App won't eclipse mobile sites: Wotif

App won't eclipse mobile sites: Wotif
By admin


Wotif has predicted the bulk of its mobile bookings will continue to come through its mobile-designed sites rather than its new app despite it becoming the most downloaded free travel app in Australia.

The uptake had been “fantastic”, Wotif chief executive Robbie Cooke told Travel Today, which also saw it soar into the top four downloaded apps across all sectors.

But it is unlikely to generate new business or replace bookings made through sites designed specifically for mobile devises and tablets, he predicted.

“I think the majority of our mobile bookings will come through the mobile sites rather than the app, that’s my gut feel,” he said. “But I am happy to be proved wrong.”

Figures produced at Wotif’s first half financial results showed one million visits to its mobile sites were made in December which generated around 23,000 bookings, around 10% of the total. Cooke declined to reveal the extent of mobile growth since then but conceded any increase would be attributable to a shift in trends rather than a result of new business.

“It’s people tapping into us through different devices. I don’t think it’s new business, it’s migration,” he said. “I think the growth game for us is more in Asia where mobile penetration is much higher. People don’t use desktops or laptop. Everything is done on mobile devices.”
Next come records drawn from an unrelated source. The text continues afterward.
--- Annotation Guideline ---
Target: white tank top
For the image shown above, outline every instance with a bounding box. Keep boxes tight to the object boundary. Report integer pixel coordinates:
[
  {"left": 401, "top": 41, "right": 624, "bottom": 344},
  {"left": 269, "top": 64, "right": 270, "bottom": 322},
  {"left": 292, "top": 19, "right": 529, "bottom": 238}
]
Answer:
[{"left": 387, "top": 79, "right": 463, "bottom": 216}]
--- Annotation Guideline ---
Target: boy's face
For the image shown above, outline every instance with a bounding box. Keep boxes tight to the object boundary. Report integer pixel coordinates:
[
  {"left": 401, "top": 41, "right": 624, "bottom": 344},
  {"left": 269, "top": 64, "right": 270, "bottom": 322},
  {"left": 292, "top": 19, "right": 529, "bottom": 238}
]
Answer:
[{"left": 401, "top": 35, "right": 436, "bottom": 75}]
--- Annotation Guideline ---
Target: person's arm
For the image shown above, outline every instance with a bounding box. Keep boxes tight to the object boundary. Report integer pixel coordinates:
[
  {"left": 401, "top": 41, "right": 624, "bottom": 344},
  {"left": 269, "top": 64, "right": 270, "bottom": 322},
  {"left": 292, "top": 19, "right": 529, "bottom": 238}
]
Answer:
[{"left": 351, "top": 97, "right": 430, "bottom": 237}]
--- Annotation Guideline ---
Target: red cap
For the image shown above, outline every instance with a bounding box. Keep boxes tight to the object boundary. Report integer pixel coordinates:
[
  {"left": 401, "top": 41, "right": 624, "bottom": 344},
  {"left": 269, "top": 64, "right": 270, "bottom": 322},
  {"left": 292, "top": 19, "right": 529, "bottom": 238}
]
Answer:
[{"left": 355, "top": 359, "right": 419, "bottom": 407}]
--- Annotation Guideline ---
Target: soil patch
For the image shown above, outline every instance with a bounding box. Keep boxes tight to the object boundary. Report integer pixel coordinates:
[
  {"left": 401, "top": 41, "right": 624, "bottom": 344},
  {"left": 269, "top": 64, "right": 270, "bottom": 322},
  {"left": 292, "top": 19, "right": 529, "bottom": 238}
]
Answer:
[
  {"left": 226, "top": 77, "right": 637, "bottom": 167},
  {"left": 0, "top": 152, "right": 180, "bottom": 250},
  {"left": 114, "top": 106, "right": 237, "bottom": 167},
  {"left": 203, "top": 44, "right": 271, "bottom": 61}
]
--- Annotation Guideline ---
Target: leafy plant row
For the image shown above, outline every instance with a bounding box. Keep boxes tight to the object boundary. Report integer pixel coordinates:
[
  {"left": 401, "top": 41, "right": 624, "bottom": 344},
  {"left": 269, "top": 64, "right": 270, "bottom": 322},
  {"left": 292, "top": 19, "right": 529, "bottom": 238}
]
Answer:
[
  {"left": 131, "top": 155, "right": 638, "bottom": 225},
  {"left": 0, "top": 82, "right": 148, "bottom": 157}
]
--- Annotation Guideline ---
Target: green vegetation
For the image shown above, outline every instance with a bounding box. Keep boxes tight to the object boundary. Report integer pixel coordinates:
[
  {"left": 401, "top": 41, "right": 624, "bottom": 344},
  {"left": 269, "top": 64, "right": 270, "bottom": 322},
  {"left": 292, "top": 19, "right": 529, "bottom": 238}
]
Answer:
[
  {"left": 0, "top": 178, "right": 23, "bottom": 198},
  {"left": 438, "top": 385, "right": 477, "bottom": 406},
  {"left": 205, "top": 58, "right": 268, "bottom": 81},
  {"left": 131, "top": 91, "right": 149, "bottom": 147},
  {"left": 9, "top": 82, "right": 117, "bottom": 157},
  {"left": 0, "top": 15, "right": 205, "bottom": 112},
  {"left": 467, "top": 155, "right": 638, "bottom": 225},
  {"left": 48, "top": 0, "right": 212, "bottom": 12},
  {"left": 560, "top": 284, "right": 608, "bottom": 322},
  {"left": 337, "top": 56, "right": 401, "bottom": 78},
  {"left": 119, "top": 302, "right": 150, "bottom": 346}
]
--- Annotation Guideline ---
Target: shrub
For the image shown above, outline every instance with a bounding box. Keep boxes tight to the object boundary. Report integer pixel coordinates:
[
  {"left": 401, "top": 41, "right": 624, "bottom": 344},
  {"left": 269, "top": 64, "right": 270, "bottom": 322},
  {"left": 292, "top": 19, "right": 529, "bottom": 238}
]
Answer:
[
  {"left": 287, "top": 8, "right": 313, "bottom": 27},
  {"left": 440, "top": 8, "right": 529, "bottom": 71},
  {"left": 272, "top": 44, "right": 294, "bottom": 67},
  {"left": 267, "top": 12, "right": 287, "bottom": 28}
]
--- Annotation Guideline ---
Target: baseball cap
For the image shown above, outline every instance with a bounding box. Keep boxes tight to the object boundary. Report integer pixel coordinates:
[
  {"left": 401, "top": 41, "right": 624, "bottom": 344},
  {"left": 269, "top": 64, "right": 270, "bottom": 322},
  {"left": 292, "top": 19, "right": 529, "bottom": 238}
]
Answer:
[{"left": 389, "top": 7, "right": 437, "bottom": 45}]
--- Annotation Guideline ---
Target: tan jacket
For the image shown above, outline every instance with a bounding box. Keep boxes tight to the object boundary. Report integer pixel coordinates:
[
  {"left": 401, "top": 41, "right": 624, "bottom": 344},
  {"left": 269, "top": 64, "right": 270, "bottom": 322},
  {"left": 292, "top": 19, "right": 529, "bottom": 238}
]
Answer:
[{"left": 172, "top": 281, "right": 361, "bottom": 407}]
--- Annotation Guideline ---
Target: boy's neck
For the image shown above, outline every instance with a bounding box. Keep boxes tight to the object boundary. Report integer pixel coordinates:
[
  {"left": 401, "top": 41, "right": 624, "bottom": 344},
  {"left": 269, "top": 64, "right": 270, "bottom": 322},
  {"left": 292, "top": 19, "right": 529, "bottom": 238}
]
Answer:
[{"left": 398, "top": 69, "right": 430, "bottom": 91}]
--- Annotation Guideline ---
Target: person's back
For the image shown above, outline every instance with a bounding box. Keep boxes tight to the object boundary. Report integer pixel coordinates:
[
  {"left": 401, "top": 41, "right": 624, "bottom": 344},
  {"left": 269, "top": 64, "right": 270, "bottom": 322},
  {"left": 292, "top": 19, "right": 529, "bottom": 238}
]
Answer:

Cooke said its technology team was developing mobile sites for Asia Web Direct, while an iPad app was also in the planning stage for Wotif.

“Our strategy was to get our mobile sites up first so you have an optimised skin for iPhones and iPads,” he said. “We have seen a 300% rise in mobile traffic over the past 12 months and it’s not really a surprise. We’ve seen traffic migrate from the more traditional desktops to iPhones and iPads.”

Cooke said it was important for Wotif to develop its mobile sites and apps in-house rather than outsource the work.

“We’ve got multiple brands that require apps and we need the skill sets in house,” he said. “We need to be nimble and adapt. We’ve always tackled our software developments by owning our IP (intellectual property) and our own technology and by building it in house.”